Study to Demonstrate the Efficacy (Including Inhibition of Structural Damage), Safety and Tolerability up to 2 Years of Secukinumab in Active Psoriatic Arthritis

Psoriatic Arthritis Clinical Trial

— FUTURE5  

Official title:

A Phase III, Randomized, Double-blind, Placebo Controlled Multi-center Study of Subcutaneous Secukinumab (150 mg and 300 mg) in Prefilled Syringe to Demonstrate Efficacy (Including Inhibition of Structural Damage), Safety, and Tolerability up to 2 Years in Subjects With Active Psoriatic Arthritis (FUTURE 5)

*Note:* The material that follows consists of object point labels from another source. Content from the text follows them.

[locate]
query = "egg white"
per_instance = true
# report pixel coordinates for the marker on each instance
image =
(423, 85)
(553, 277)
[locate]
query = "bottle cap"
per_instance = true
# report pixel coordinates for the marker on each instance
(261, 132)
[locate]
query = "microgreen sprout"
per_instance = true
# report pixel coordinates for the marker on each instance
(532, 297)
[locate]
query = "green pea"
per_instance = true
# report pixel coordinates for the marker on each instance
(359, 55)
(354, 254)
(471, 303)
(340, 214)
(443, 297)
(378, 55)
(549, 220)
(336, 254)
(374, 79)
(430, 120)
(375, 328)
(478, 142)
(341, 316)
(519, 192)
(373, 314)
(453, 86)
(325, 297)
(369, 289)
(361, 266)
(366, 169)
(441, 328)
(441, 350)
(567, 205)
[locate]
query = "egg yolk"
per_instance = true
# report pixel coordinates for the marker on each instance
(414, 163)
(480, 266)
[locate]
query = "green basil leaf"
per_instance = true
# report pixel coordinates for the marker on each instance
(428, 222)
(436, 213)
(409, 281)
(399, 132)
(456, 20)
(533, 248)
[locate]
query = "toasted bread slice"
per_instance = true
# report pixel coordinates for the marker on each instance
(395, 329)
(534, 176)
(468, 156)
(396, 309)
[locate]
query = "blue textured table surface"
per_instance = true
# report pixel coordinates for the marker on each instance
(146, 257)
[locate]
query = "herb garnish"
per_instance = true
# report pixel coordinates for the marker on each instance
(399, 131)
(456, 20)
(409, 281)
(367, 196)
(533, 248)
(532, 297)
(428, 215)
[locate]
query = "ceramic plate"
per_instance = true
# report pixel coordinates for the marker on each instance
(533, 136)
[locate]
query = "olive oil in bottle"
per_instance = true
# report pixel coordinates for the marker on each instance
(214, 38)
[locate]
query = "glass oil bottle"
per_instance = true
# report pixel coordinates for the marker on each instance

Clinical Trial Details — Status: Completed

Administrative data

• NCT number: NCT02404350
• Other study ID #: CAIN457F2342
• Secondary ID: 2015-000050-3802
• Status: Completed
• Phase: Phase 3
• Start date: August 31, 2015
• Est. completion date: January 24, 2019

Study information

• Verified date: April 2020
• Source: Novartis
• Contact: n/a
• Is FDA regulated: No
• Study type: Interventional

Clinical Trial Summary

The purpose of this study was to demonstrate efficacy including effect on inhibition of progression of structural damage, safety and tolerability up to 2 years with primary focus at Week 16 (week 24 for structural damage), to support the use of secukinumab pre-filled syringe (PFS) by subcutaneous (s.c.) self-administration with or without loading regimen in subjects with active Psoriatic Arthritis (PsA) despite current or previous NSAID, DMARD therapy and/or previous anti-TNFα therapy. Long term efficacy up to 2 years was based on signs and symptoms of joint/bone structure preservation (X-ray) and improvement in physical function measured by Health Assessment Questionnaire - Disability Index (HAQ-DI©), as well as skin and nail improvement for psoriasis signs.

Description:

This multicenter study uses a randomized, double-blind, placebo-controlled, parallel-group design. A screening period (SCR) running up to 10 weeks before randomization will be used to assess subject eligibility followed by 104 weeks of treatment.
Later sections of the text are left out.